LP: Chromodynamics is the accumulation of images shot over years and years, one by one. They trickled in, and as I collected them, I saw that certain images started to coalesce into something with cohesion; some overarching theme that connects them. Chromodynamics evolved this way. Years ago, I had a category of ‘street photography’ on my website because I tried to fit my work into the neat boxes that existed before me: genres. I eventually realized that those are arbitrary and meaningless to my own journey and instead I needed to come up with my own rules and guidelines to define my work and categorize it.

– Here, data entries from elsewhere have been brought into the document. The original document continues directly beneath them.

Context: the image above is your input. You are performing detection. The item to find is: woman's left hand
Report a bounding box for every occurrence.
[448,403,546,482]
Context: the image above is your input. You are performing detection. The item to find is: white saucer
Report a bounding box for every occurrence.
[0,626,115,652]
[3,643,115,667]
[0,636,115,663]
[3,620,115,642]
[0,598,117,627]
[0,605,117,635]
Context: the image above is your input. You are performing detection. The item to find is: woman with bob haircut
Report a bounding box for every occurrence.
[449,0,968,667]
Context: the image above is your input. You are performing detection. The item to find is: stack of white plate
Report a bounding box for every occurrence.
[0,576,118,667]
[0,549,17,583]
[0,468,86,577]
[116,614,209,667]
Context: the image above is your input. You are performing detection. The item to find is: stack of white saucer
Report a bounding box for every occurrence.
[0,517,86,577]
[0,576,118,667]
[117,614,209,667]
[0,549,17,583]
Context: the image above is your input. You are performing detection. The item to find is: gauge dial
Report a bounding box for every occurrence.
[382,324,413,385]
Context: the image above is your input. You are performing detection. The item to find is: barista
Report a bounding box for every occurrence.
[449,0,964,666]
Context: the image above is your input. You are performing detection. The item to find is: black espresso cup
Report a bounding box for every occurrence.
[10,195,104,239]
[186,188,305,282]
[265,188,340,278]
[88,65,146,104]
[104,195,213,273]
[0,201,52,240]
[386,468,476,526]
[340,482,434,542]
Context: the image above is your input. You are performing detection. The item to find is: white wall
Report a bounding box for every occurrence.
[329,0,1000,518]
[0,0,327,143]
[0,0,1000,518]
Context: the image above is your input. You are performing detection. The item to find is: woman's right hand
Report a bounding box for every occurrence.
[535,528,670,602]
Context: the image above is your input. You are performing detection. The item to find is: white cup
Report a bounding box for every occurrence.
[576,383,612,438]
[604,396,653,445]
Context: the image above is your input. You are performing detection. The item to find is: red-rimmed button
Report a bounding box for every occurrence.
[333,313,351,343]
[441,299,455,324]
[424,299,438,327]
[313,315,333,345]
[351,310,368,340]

However, instead of fabricating the rules, defining a ‘bucket’ and then going out to fill it with photos, I prefer to ‘discover’ the rules of a project in the mass of images I produce. So, as I was out simply shooting, exploring, and capturing candid street moments I began to see that some of these images have these striking colors, with a sense of some motion, shape, geometry. So, I began to play with the idea of how to arrange them and create a kind of color-space-time experience. I feel I am not finished with this, so the images continue to slowly trickle in.
BB: I often find street photographs (mine at least) with one subject to be lacking. In your single subject street photos, I think you do a really good job of incorporating layers into the composition. What’s your thought process on that?
LP: I love using layers! This is something I learned from my favorite masters: Saul Leiter and Alex Webb. but of course, many other photographers do it too. It’s a concept that I did not understand in the beginning, even though it’s quite simple in its basic form: put something between the camera and the subject. However, it’s tricky in practice to find the right thing in the moment. So, I don’t hesitate to shoot a scene or a subject ‘directly’, with no obstructions, but after that I may look around and try to find something incidental in the space I am working in. Sometimes, it’s the other way around: I find the perfect ‘screen’ in the foreground and then I pray for a fitting subject to appear.
In many cases it takes many visits to a spot. I certainly have plenty of locations in the back of my mind and when I happen to be in the vicinity of a promising spot I’ll drop by and try to get a shot for a few minutes. If I am fortunate, the light will be right, and the subject will be there or appear within a short time. Every once in a while, I just see the opportunity already presented to me, the subject, foreground, and all on a silver platter. Those instances are rare but very exciting!